The setup was sweetened by a total lack of teaching or administrative responsibilities, a Norton Commando 850 motorcycle, and enough NIH and NCI grant money to pursue what Allison was really interested in—the T cell.
“It was a fantastic time in science because immunology had just been this poorly understood field,” he says. “I mean, everybody knew we had an immune system, because there were vaccines. But nobody knew much about the details of anything.”
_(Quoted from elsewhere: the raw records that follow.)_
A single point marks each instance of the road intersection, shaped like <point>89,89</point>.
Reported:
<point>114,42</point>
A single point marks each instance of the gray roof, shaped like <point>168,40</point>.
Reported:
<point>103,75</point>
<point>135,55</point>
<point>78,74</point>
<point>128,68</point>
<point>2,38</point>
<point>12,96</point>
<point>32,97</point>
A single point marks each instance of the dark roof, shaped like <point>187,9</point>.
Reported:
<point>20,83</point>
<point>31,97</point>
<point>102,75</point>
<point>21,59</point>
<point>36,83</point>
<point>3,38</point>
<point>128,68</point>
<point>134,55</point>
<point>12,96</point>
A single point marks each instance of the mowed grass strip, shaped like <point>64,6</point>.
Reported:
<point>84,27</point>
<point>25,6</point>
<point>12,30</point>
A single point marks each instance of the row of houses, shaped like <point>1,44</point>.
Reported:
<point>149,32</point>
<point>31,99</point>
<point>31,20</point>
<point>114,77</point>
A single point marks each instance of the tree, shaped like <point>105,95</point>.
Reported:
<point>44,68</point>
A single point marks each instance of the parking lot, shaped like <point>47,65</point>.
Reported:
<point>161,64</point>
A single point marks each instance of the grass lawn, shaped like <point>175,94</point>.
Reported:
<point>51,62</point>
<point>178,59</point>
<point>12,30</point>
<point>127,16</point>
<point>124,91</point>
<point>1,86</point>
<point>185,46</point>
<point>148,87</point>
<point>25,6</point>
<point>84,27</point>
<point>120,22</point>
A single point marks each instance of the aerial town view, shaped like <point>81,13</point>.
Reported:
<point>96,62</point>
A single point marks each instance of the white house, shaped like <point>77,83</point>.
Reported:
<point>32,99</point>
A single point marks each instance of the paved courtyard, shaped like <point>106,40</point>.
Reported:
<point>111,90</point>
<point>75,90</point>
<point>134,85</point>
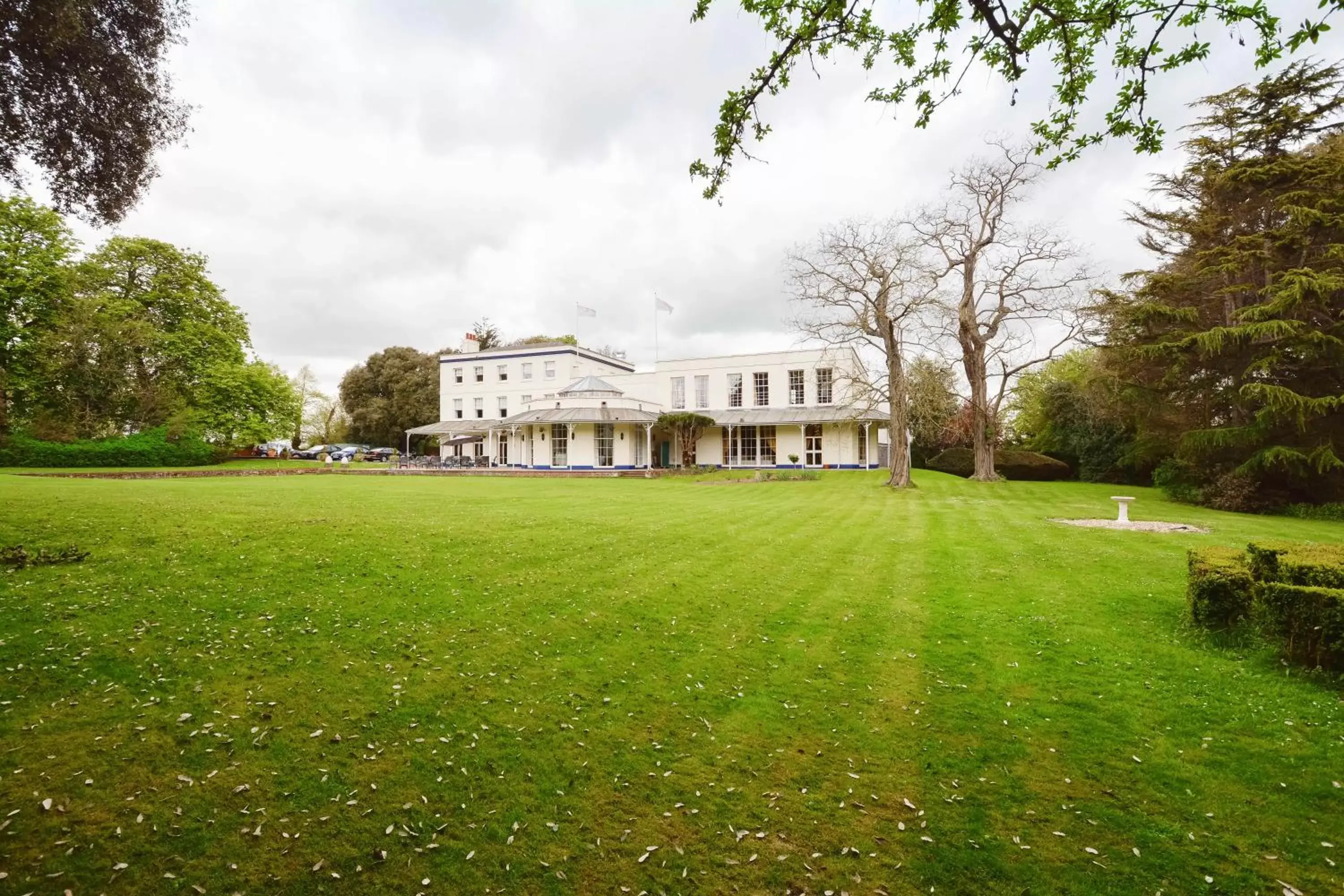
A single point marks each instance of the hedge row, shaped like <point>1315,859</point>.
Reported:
<point>1008,464</point>
<point>151,448</point>
<point>1293,593</point>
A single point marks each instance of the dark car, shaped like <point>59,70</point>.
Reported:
<point>343,450</point>
<point>311,452</point>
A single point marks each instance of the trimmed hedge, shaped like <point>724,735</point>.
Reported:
<point>1008,464</point>
<point>1293,593</point>
<point>1310,621</point>
<point>1219,586</point>
<point>151,448</point>
<point>1304,564</point>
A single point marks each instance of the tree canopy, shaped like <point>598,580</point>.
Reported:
<point>85,96</point>
<point>941,41</point>
<point>131,338</point>
<point>1237,338</point>
<point>390,393</point>
<point>35,248</point>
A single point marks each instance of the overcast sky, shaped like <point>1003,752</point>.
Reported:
<point>365,175</point>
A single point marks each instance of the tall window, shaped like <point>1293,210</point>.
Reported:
<point>734,390</point>
<point>560,445</point>
<point>812,445</point>
<point>746,436</point>
<point>768,443</point>
<point>604,436</point>
<point>749,445</point>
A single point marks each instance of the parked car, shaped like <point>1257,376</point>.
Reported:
<point>345,450</point>
<point>311,452</point>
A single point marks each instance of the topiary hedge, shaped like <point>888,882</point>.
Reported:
<point>151,448</point>
<point>1219,586</point>
<point>1293,593</point>
<point>1308,621</point>
<point>1008,464</point>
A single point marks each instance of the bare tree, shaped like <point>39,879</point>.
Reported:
<point>863,285</point>
<point>1011,292</point>
<point>306,386</point>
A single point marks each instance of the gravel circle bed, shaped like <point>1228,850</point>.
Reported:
<point>1136,526</point>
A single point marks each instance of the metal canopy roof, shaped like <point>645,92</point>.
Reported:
<point>768,416</point>
<point>449,428</point>
<point>581,416</point>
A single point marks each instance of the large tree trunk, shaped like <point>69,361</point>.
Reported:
<point>898,413</point>
<point>974,363</point>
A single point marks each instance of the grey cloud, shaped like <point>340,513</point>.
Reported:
<point>367,175</point>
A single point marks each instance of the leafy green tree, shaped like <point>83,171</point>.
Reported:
<point>687,428</point>
<point>932,390</point>
<point>943,41</point>
<point>135,345</point>
<point>390,393</point>
<point>1077,409</point>
<point>35,248</point>
<point>487,334</point>
<point>85,96</point>
<point>1238,336</point>
<point>245,404</point>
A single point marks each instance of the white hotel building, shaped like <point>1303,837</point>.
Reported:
<point>564,408</point>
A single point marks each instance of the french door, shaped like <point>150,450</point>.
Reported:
<point>560,445</point>
<point>812,445</point>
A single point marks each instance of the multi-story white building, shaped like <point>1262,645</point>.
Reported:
<point>560,406</point>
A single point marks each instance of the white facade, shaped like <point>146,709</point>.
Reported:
<point>530,409</point>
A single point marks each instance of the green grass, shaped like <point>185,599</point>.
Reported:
<point>535,680</point>
<point>241,464</point>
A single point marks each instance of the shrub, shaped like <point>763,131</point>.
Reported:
<point>1295,593</point>
<point>1314,511</point>
<point>1303,564</point>
<point>1010,464</point>
<point>1219,586</point>
<point>151,448</point>
<point>1308,618</point>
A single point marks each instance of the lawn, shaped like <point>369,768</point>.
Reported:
<point>482,685</point>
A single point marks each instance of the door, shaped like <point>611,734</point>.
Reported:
<point>812,445</point>
<point>560,445</point>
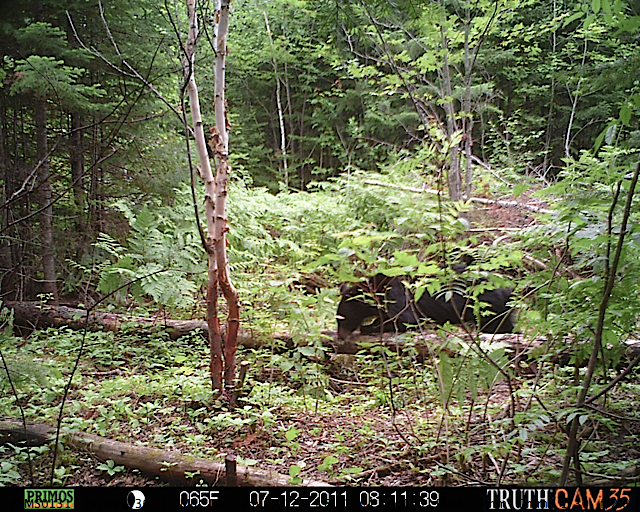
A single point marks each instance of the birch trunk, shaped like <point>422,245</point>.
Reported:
<point>216,189</point>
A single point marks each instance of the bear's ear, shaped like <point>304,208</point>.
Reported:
<point>344,288</point>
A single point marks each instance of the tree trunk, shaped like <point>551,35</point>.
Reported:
<point>46,214</point>
<point>76,161</point>
<point>216,190</point>
<point>221,150</point>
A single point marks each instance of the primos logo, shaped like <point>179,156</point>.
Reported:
<point>48,498</point>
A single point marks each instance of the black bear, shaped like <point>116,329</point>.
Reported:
<point>392,306</point>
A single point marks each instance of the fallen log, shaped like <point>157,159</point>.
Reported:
<point>35,315</point>
<point>169,466</point>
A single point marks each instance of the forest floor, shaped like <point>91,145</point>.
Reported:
<point>347,420</point>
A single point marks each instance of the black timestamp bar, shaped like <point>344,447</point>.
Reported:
<point>364,498</point>
<point>470,499</point>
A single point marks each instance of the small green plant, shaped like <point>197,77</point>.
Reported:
<point>111,468</point>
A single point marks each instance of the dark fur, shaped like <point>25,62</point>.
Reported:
<point>393,307</point>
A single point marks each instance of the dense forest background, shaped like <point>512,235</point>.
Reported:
<point>343,116</point>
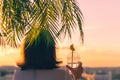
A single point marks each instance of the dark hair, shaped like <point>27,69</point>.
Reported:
<point>41,54</point>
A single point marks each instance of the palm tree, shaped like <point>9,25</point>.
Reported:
<point>23,17</point>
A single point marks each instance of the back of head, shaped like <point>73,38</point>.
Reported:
<point>41,53</point>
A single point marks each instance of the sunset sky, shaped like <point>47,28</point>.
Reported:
<point>101,36</point>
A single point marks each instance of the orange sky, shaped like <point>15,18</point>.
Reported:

One of the things nobody knew was how a T cell recognized a sick cell in the first place. By now it was understood that T cells killed off normal body cells that had become sick or infected. But exactly how a T cell “saw” that sick body cell, how it recognized the distinctively foreign sick cell proteins (or “antigens”) on the cell’s surface, was still a stone-cold mystery. Allison read every academic paper he could find on the topic, then read the papers cited in them.
There were plenty of theories about how a T cell recognized antigens. Most assumed that each T cell had a unique type of receptor (a specific arrangement of proteins extending from the cell surface) that recognized a specific antigen expressed by a sick cell, homing in and fitting something like a key into a lock.
That was a reasonable theory, but nobody had actually found one of the receptors. If they existed, there should be a lot of them, scattered among all the yet-uncounted proteins that stuck out from the T-cell surface (there are so many that new ones are given numbers, like newly identified stars). Those “receptor” proteins would be molecules built in some sort of double-chain-like configuration. Several labs were convinced that it would look just like it did on another denizen of the adaptive immune system that “sees” antigens, the B cells.
Which, Allison thought, was stupid.
“People from Harvard and Johns Hopkins and Yale and from Stanford were already claiming they had a molecule that was the T cell receptor,” Allison says. “Most of them, because B cells make antibodies, figured that in T cells the receptor had to be an antibody-like thing, too.”
Whatever it looked like, if you could find it, in theory you could manipulate it. Control the T-cell receptor and you might control what the immune system’s killing machine targeted. The result could have massive implications for humanity, and a massive name—and maybe even a Nobel Prize—for whoever found it.
B cells and T cells are both part of the adaptive immune system. They look so similar that they cannot be distinguished under an optical microscope—part of the reason they’d gone undiscovered for so long. But B and T cells would turn out to be distinct types of immune cells, which see and attack foreign or non-self cells in very distinct ways.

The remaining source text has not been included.